Immune resilience and aging
The researchers found that the proportion of people with optimal immune resilience tended to be highest among the young and lowest among the elderly. The researchers suggest that, as people age, they are exposed to increasingly more health conditions (acute infections, chronic diseases, cancers, etc.) which challenge their immune systems to undergo a “respond-and-recover” cycle. During the response phase, CD8+ T cells and inflammatory gene expression increase, and during the recovery phase, they go back down.
However, over a lifetime of repeated challenges, the immune system is slower to recover, altering a person’s immune resilience.
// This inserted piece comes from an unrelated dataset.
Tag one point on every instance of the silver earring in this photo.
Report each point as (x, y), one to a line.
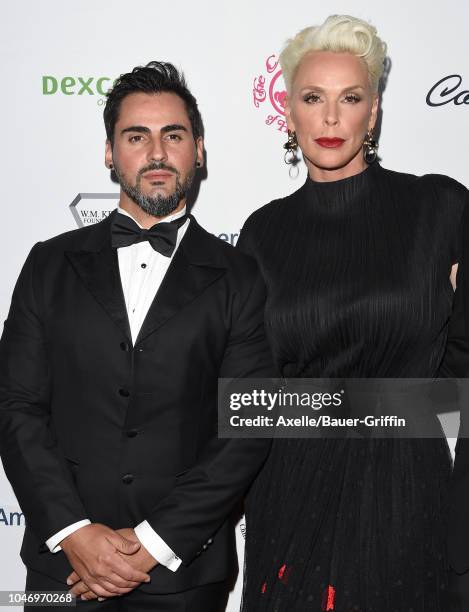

Intriguingly, some people who are 90+ years old still have optimal immune resilience, suggesting that these individuals’ immune systems have an exceptional capacity to control inflammation and rapidly restore proper immune balance despite the many respond-and-recover cycles that their immune systems have faced.
Public health ramifications could be significant. Immune cell and gene expression profile assessments are relatively simple to conduct, and being able to determine a person’s immune resilience can help identify whether someone is at greater risk for developing diseases, how they will respond to treatment, and whether, as well as to what extent, they will recover.